I

Questions about the LÖVE API, installing LÖVE and other support related questions go here.
Forum rules
Before you make a thread asking for help, read this.
Post Reply
Gosadaque
Prole
Posts: 2
Joined: Sat Dec 10, 2016 12:02 pm

I

Post by Gosadaque »

a
Last edited by Gosadaque on Wed Feb 21, 2018 12:40 pm, edited 2 times in total.
User avatar
raidho36
Party member
Posts: 2063
Joined: Mon Jun 17, 2013 12:00 pm

Re: I need a tutorial for simple networking

Post by raidho36 »

Hate to bring the bad news, but networking is never easy, even when you wrap yourself with all sorts of helper tools and libraries. The tutorials that you already found were probably the easy ones - that's how much a hustle there is to undertake.

Simplest case scenario is when server has static globally reachable address. Then server opens up a host and listens to incoming connections, then accepts connections and binds virtual player objects to them, which then read out data from the sockets. Client connects to globally available address and binds that socket to a global state, through which it will send data to server and receive back from it.

You can send arbitrary data over the network and it's not constrained by anything; it's a good idea to use some protocol. You can send a string of numbers and assume they have specific meaning on either end, alternatively you can serialize data as a table with string keys for example, then reading and writing data to the network will be a lot simpler.
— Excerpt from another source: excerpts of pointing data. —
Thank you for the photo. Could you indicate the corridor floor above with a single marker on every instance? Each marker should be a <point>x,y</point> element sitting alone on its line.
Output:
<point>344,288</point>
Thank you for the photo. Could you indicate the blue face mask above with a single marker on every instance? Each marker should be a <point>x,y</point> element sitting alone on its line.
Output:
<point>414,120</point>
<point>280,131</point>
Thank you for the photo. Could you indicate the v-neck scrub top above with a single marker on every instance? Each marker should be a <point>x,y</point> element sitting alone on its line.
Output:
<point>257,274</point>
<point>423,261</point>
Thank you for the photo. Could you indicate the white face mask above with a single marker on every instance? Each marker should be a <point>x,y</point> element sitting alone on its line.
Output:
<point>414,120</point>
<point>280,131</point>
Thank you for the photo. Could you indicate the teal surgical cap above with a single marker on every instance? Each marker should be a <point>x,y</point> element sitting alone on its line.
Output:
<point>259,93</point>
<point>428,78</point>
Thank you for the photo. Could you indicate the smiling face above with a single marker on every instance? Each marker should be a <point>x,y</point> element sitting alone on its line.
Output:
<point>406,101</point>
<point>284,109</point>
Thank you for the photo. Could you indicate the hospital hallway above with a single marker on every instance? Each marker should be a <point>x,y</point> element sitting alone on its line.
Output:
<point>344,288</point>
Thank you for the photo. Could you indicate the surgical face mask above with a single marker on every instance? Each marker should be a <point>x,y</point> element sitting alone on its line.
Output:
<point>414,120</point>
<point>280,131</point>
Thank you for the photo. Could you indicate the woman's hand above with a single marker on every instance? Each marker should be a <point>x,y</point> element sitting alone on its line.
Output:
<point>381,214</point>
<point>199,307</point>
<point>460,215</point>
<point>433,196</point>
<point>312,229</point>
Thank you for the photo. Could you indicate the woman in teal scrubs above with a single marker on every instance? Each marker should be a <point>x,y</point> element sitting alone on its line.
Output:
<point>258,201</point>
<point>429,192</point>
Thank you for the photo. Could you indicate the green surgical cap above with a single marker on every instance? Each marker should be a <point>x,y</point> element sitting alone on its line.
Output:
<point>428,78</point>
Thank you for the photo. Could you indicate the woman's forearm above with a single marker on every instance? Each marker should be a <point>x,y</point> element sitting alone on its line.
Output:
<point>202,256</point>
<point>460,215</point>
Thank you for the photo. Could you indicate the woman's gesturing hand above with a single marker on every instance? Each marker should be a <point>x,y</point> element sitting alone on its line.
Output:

Revisit the tutorials you found earlier and try to get it working. That's just how it is and there's no way around it.
Gosadaque
Prole
Posts: 2
Joined: Sat Dec 10, 2016 12:02 pm

Re: I need a tutorial for simple networking

Post by Gosadaque »

Damn okay. Thought this will be the answer
Thanks for your quick reply anyway ^^
User avatar
ivan
Party member
Posts: 1915
Joined: Fri Mar 07, 2008 1:39 pm
Contact:

Re: I need a tutorial for simple networking

Post by ivan »

I've only dabbled with networking a little, but it should be noted that setting up a server and learning how to use some sort of protocol like UDP is the easy part. Of course you want to send as little data as possible to the clients so you have to come up with some format where only the important changes in the game are passed to the clients.
Depending on the type of game you are making things get progressively more complicated. If it's a turn-based game like chess then you could probably get away with simple HTTP requests. But with action games where players can make moves at the same time, then you have to deal with the issue of concurrency. For example, clients may be synced 5-10 times per second, but you want everything on the screen to be interpolated and to move and react at 60 FPS or more.
And of course there are many small challenges like running all of the logic and validation on the server so that clients can't cheat, lobbies, matchmaking, etc.